Aside from the fact that a good massage makes you feel better, what are some of the other benefits to this practice? As a longtime advocate for massage, I decided to delve into its not as well-known aspects to see what else it offers beside a well-spent hour on the table. What I discovered are the following five hidden benefits of a good massage.
Massage loosens muscles
Being in physical therapy for a recent low back pain episode means I’m working muscles that have not seen regular activity for some time. That results in soreness that proves I’m doing things right, but it’s also a little uncomfortable. While the therapy starts with dry heat and then massage before exercise, I also find that getting a good massage at times other than during physical therapy helps loosen those tight, sore muscles.
I’ve also taught myself how to deliver a good self-massage. I also use a hand-held massager called the Thumper that helps break up knots in muscles.
The lymphatic system gets a workout
There is a type of massage known as lymphatic massage or lymphatic drainage that stimulates the lymphatic system. The benefits of such stimulation are improved metabolism, removal of bodily waste and toxins, and promotion of a healthy immune system. Some people are prescribed lymphatic massage following breast cancer or other surgeries. But this gentle form of massage, alone or in conjunction with deep tissue or Swedish massage, is also helpful for those with a sports injury, emotional problems, stress, low energy, illnesses or an impaired immune system. During the massage, the therapist exerts gentle pressure and pumps toward the direction of the lymph nodes throughout the body. A combination of deep thumb pressure (shiatsu) and Swedish techniques help relax the body. The therapist may focus on one area requiring attention (at the request of the client) or do a whole-body workout.

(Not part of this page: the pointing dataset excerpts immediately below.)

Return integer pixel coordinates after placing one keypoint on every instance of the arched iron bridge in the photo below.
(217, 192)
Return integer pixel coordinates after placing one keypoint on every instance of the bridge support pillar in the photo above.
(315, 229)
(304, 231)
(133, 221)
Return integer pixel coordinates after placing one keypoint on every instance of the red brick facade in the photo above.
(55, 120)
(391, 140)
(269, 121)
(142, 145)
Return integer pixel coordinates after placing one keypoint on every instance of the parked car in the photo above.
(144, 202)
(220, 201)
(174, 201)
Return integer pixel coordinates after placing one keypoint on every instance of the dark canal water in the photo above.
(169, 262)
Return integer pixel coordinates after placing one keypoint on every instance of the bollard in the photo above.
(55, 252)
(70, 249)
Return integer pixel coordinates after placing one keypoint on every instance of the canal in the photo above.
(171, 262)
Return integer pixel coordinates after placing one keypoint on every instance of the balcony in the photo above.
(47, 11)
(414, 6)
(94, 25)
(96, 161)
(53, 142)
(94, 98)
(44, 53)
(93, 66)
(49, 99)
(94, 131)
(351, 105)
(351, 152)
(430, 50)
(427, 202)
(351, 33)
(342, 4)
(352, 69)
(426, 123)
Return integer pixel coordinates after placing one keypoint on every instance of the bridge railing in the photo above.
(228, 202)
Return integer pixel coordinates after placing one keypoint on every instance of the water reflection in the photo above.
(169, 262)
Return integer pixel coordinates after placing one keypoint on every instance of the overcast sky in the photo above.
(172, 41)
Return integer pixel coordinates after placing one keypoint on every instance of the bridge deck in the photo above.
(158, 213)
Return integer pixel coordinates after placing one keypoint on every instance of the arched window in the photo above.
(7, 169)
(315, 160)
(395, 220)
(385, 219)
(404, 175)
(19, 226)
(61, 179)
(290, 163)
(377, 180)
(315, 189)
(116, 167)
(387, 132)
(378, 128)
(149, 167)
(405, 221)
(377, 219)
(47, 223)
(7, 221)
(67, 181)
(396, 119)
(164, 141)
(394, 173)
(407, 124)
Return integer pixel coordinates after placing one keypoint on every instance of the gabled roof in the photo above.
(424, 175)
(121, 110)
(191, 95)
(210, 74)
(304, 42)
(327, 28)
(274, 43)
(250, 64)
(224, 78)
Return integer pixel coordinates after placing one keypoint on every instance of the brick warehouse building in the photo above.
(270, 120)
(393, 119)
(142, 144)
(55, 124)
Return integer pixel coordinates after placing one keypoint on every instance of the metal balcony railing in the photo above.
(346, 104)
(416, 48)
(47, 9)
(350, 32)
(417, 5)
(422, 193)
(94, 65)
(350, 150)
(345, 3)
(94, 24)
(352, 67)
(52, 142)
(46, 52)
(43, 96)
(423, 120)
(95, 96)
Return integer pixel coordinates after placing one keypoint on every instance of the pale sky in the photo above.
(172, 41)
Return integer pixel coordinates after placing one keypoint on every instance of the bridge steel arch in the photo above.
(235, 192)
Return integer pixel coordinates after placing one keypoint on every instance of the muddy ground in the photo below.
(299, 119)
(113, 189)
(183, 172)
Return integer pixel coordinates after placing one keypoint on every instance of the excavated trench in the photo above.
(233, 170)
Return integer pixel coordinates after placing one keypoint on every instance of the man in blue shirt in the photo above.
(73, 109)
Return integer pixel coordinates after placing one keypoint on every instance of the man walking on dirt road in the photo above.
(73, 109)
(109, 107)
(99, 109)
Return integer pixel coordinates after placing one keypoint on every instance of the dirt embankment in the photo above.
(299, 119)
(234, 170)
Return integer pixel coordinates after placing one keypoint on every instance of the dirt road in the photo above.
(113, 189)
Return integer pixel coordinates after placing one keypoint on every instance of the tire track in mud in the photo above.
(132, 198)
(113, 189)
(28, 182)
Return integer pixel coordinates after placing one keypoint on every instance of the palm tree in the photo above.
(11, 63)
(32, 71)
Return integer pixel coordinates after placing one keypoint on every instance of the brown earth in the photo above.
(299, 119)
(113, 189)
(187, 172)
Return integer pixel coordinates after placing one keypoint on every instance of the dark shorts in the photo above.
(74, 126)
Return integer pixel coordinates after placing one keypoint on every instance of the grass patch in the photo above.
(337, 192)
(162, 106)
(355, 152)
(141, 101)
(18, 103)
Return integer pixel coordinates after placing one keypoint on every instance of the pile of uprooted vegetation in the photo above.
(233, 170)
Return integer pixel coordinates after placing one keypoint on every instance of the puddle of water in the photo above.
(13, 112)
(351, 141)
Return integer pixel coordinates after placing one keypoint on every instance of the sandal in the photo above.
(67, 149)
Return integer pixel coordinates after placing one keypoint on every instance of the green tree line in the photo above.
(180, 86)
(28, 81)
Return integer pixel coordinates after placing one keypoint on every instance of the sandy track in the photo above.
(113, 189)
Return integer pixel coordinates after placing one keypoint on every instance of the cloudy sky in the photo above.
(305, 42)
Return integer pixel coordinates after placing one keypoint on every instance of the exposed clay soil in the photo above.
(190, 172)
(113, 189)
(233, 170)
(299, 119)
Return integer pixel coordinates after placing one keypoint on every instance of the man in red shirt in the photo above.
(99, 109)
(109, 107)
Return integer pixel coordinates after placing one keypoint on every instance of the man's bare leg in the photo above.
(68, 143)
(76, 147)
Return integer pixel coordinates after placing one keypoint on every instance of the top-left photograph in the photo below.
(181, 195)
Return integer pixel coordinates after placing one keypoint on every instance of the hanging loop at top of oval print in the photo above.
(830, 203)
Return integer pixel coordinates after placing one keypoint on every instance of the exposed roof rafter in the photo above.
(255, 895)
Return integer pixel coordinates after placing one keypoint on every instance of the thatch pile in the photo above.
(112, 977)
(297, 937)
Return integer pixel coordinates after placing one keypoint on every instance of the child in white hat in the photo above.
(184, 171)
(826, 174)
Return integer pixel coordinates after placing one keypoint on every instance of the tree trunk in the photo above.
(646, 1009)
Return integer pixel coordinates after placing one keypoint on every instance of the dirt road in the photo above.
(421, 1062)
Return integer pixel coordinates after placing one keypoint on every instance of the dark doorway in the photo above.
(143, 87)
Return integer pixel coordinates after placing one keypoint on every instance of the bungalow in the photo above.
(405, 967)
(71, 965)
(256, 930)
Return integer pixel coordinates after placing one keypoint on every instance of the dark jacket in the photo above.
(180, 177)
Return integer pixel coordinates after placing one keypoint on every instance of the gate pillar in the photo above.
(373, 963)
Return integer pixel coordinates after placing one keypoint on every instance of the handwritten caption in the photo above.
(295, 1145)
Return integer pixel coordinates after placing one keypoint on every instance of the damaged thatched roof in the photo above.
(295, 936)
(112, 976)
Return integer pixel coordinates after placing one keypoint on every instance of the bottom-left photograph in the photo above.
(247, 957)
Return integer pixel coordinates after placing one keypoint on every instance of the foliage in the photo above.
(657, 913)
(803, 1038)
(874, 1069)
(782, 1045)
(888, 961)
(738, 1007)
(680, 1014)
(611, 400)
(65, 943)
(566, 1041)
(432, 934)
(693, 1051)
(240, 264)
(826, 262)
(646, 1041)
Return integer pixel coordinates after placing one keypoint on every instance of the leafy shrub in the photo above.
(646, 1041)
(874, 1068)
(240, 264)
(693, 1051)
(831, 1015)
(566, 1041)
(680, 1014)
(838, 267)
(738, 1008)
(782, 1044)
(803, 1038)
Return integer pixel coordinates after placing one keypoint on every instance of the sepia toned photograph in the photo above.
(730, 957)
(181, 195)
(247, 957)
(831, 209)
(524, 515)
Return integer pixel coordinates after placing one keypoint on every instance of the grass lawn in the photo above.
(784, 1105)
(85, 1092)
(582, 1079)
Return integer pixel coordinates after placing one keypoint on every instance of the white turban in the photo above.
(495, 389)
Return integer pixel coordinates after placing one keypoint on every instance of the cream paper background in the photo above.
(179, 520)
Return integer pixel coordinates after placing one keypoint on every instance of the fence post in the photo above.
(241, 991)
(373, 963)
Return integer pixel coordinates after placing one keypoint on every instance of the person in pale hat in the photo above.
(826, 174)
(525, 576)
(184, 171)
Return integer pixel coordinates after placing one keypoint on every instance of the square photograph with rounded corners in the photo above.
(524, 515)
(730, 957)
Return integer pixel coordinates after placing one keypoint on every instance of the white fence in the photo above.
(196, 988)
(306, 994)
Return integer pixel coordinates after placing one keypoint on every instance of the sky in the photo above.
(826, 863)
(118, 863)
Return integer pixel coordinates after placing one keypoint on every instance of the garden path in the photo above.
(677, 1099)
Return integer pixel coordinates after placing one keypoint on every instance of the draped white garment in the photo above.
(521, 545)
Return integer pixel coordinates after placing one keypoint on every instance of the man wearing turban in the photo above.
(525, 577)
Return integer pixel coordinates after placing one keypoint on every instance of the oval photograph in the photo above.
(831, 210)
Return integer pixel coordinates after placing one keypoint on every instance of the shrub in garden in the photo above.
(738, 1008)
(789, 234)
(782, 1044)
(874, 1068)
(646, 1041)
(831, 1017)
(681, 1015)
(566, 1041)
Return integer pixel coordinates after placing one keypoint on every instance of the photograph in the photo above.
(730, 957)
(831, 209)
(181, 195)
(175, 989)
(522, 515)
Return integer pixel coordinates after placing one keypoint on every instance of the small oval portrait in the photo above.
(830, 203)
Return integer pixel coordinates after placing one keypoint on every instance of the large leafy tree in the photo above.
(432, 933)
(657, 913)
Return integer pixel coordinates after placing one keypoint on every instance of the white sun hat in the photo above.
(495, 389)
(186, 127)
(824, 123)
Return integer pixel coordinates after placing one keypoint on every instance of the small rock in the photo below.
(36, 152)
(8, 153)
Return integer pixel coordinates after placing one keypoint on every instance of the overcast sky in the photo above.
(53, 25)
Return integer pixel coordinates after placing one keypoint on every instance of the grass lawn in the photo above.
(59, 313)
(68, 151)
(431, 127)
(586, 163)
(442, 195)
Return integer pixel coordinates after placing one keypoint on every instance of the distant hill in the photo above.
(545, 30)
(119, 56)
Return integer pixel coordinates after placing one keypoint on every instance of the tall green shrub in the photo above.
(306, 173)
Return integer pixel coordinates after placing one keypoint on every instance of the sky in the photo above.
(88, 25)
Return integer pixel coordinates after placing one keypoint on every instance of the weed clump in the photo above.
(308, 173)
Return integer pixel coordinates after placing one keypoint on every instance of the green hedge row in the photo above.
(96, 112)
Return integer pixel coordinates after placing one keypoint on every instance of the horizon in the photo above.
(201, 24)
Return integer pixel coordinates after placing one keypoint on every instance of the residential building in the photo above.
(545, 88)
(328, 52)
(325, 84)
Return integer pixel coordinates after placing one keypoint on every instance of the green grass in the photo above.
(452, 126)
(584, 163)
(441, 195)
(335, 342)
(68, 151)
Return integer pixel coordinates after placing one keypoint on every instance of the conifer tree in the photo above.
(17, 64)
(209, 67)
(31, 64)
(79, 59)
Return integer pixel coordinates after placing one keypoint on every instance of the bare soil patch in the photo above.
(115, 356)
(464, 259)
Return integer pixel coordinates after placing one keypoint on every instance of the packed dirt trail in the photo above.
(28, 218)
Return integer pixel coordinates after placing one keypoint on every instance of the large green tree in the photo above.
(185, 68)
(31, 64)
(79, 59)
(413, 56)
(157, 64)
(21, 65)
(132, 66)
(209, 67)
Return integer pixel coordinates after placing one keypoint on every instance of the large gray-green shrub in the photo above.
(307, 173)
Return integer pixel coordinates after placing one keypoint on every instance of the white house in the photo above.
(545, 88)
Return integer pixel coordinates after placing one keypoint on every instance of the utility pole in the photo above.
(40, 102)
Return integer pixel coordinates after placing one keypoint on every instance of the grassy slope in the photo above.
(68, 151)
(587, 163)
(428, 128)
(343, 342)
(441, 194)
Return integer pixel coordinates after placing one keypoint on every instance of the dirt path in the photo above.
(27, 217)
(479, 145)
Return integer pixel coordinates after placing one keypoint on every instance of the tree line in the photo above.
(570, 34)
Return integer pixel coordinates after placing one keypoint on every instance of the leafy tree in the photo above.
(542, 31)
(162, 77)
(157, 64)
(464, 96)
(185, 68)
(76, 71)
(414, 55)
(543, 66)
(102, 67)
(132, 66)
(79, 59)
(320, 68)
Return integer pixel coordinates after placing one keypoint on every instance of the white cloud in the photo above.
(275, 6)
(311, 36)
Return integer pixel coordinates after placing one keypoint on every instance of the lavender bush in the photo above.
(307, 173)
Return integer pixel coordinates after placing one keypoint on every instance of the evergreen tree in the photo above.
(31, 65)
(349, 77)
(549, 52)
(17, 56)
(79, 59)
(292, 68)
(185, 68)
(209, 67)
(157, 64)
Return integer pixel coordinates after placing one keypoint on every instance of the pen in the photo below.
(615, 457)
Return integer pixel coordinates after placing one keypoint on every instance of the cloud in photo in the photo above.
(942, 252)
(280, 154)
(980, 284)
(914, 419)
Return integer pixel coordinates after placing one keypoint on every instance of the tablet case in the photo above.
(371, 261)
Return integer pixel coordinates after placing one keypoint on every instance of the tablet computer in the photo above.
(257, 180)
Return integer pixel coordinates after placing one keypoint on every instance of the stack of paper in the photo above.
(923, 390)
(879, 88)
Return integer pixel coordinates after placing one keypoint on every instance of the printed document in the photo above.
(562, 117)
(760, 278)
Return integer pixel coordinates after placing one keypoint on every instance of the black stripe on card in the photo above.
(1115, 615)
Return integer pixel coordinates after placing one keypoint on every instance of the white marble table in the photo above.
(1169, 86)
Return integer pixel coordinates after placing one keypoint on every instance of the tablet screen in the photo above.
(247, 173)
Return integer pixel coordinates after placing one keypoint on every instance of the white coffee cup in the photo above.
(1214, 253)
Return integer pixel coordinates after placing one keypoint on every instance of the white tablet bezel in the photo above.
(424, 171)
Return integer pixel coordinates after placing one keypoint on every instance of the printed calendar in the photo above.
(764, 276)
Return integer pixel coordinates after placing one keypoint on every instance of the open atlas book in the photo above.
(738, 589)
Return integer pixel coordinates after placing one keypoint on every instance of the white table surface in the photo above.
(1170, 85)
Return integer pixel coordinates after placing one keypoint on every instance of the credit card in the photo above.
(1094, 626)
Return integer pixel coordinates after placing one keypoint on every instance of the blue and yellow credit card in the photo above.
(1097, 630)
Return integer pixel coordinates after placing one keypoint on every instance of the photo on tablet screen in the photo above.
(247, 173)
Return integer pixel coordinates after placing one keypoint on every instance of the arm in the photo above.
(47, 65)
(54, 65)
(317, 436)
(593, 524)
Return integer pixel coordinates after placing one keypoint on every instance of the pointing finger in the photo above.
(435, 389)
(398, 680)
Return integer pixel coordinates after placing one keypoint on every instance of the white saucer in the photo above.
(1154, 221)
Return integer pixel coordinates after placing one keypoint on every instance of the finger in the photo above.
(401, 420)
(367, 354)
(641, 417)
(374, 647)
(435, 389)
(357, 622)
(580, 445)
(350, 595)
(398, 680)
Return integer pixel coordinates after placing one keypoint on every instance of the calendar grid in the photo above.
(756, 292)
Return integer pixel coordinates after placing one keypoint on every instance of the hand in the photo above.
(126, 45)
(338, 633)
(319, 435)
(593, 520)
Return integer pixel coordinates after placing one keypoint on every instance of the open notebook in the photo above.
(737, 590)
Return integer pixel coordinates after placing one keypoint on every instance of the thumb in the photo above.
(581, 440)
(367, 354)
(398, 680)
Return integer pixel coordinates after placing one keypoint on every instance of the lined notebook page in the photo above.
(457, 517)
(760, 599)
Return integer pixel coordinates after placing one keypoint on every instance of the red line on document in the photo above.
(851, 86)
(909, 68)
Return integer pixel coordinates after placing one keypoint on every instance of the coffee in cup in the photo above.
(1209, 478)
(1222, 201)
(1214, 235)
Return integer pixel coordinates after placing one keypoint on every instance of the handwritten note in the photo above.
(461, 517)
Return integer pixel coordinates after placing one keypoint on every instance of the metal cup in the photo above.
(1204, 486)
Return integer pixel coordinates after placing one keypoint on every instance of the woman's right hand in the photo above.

Stress and tension melt away
Everyday stress is unavoidable in today’s fast-paced world. Tension headaches, tightness in your shoulders, stomach aches and assorted pains are major signs of built-up stress. The confident hands of an expert massage therapist help melt all that stress and tension away during the session. This is a case where you don’t need to do anything other than relax and feel your body ease a sigh of relief. As you breathe in and out, visualize the stress and tension escaping, like a dark cloud being chased by the wind. The warmth you feel is like the sun bringing life and energy to every part of your body.
For people with impaired vascular function or limited mobility, research has shown that regular massage may offer significant benefits, especially in improved circulation. A study from the University of Illinois at Chicago found that massage helped improve vascular function in people who had not exercised. Researchers said this suggested the benefits of massage for circulatory function for anyone regardless of level of physical activity. Those with physical injury who underwent massage showed improved blood flow and vascular function was changed at a distance from the site of the injury and the massage. When you’re on the table, you can almost feel your circulation changing. At least, I can. This can’t be just my imagination. My massage therapist says my overall skin color – a nice pink – is evidence of the improved circulation. No wonder I feel good afterward.
Massage contributes to healing – especially after surgery
One of massage’s biggest benefits, in my opinion, is how it aids in healing the body post-surgery. Having had several surgeries for carpal tunnel syndrome, a reconstructed leg, cyst and tumor removal and so on, I can attest to the relief from pain that strategic therapeutic massage or massage therapy delivers. When you alleviate pain, your body is better able to heal. There’s less focus and concentration on what hurts, and the body does what it does best: function properly. This means all-systems go for jumpstarting healing. Yet it doesn’t only apply to those who’ve had surgery. Any painful injury or overworked muscles can be helped through massage. Just be sure the massage therapist knows where it hurts and tell him or her how much pressure to use. The idea isn’t to feel pain, but to allow the therapist to take you just up to that point while breathing in and out deeply. Releasing tense muscles, easing the stiffness and helping alleviate pain are the end results of a good massage that are worth any temporary discomfort.